The Savage Girl - Alex Shakar [45]
“You’re mocking me,” he at last decides.
He says this so earnestly that she laughs. He goes off to the kitchen again and comes back with a plate of crepes and a bowl of whipped cream.
“My God!” she exclaims. “You can cook, too?”
“ ‘Too’?” he asks, pulling out her chair. “What else can I do?”
She smiles, preferring to let the other skill go unmentioned. Instead she sits down and asks, “So what else did the Gypsies teach you? Can you hypnotize bears? Escape from locked boxes?”
“The Gypsies?”
“Where do you really come from, anyway? Tell me about your childhood, Javier.”
He sits down and helps himself to a crepe. “It wasn’t all that interesting, really. Probably not that much different from anyone else’s.” He pauses, his eyes losing their luster, his expression flattening. But immediately he brightens again, reaching for the berries and powdered sugar and sprinkling them onto his crepe. “Except for the aviary, maybe.”
“The aviary?”
He nods. “The aviary in the west wing of the castle. My mother, the grand archduchess of Borogrovia, was mad about birds. She was mad about many things. She was quite mad, in fact.”
“All right, I give up,” she says. “You obviously had some kind of horrible traumatic childhood you don’t want to think about.”
He looks up, a little startled.
“An abusive baby-sitter, I’ll bet,” she goes on. “Or maybe a rat ate your baby brother.”
He smiles. “Both. You found me out.”
“Just shut up and eat.”
For a minute they cram themselves with crepes and berries and cream and coffee, and then they start talking again. She prompts him about the decor, and he explains, a little apologetically, that over the last few years he’s made his apartment into a kind of ongoing exhibition of trends, both living and dead. He points out the shimmering red and gold curtains lining the kitchen door, a manifestation of the seraglio theme currently in vogue. This is a trend he predicted, he tells her, based on the growing popularity of Arab music and cuisine. He points to an Arab headdress draped over a sinuous-necked liqueur bottle in the display cabinet.

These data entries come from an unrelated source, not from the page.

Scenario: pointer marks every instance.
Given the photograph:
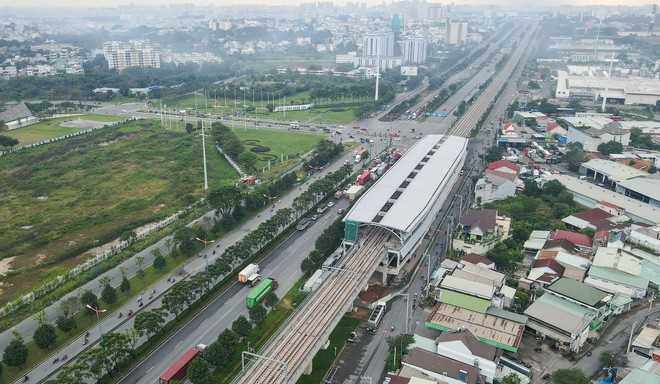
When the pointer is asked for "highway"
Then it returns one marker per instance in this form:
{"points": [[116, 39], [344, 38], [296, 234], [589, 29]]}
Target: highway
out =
{"points": [[290, 351], [283, 264]]}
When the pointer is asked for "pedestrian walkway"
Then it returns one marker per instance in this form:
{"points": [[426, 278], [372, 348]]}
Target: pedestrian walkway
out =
{"points": [[112, 322]]}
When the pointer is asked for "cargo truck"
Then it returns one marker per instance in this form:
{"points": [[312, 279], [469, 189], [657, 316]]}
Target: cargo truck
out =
{"points": [[376, 316], [248, 271], [257, 294], [179, 370]]}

“Kaffiyeh,” he says. “Two years from now they’ll be wearing these in the inner city. One year after that, middle-class Jewish kids will be pissing off their parents by wearing them to raves. You’ll see. The drama of this flowing headgear is going to bring down anti-Arab sentiment to a thousand-year low.”
“You really believe fashions can change things that actually matter?” she asks.
“They can and do. All the time. You see those moonboots?” He gestures toward the pair of large, puffy, silver boots occupying a silver cake stand on the serving table in the corner.
“How could I miss them?”
“Kids started wearing those things to school four years ago. Chas spotted them and advised our clients. The next season silver jackets showed up in the nightclubs. Sci-fi movies boomed that year. Last year Congress approved an increase in NASA’s space-exploration budget. And this year in the nightclubs it’s sparkling neon polyester and transparent plastic. In their minds these people are already colonizing other planets. It’s part of the dawning of a global consciousness. Those outfits will lead to trade agreements with North Korea, international peace accords!”
Ursula laughs. “How do you figure that, exactly?”
“Think about it,” he says, leaning back in his chair. “What can national boundaries possibly matter to people who wear sparkling pink jumpsuits?”
He leans over and kisses her on the cheek, then blushes at his own boldness. She laughs again. He smiles.
“You ready to go do some shopping and fine dining?” he says.
“What do you mean? It’s a weekday. Don’t we have work to do?”
“Sure. Work. What do you think I’m talking about? If you’re too tired, though, I’ll understand.”
“Too tired for shopping and fine dining? Are you kidding?”
“The main thing is I just want to make sure you don’t get tired of me.”
“I’m sure you’ll get tired of me first.”